In English, M&A means "Merger & Acquisition". Accordingly, M&A is an activity to gain control of a business through a merger or acquisition between two or more businesses.
The merger is a connection between businesses of the same scale and the birth of a new legal entity. The new enterprises will own all assets, benefits as well as rights and obligations of the merged enterprise. Two businesses join together for common benefits.
Acquisition is a form in which a large enterprise will purchase smaller and weaker enterprises and the being purchased enterprise will still retain its old legal status.
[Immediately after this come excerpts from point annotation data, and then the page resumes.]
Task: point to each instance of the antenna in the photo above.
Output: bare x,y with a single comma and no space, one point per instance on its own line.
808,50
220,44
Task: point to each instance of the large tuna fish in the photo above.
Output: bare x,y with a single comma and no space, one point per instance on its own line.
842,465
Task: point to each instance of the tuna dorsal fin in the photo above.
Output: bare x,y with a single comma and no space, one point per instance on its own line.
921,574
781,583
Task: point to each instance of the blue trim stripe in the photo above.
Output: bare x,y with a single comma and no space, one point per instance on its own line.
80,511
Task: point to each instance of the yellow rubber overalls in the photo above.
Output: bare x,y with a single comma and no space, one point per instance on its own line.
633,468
The acquiring business has legal ownership of the purchased business.
M&A deals are all aimed at participating in and deciding on important issues of the merged or acquired business, not simply owning shares.M&A often brings many benefits to businesses: expanding market share, achieving better business efficiency, reducing the number of employees, reducing unnecessary costs, and taking advantage of transferred technology, etc.
Vietnamese law regulates several forms of M&A implementation as follows:
- Contribute capital directly to a business through contributing charter capital to a limited liability company or purchasing shares issued to increase the charter capital of a joint stock company.
- Buyback capital contributions or issued shares of members or shareholders of the company. Unlike direct capital contribution to a business, this is a form of investment that does not increase the business's charter capital but can change the capital/share ownership structure of the business.
There are also business mergers, business amalgamations, and business divisions and separation.
There are still many different definitions when approaching diverse levels of M&A, so the definitions are only relative.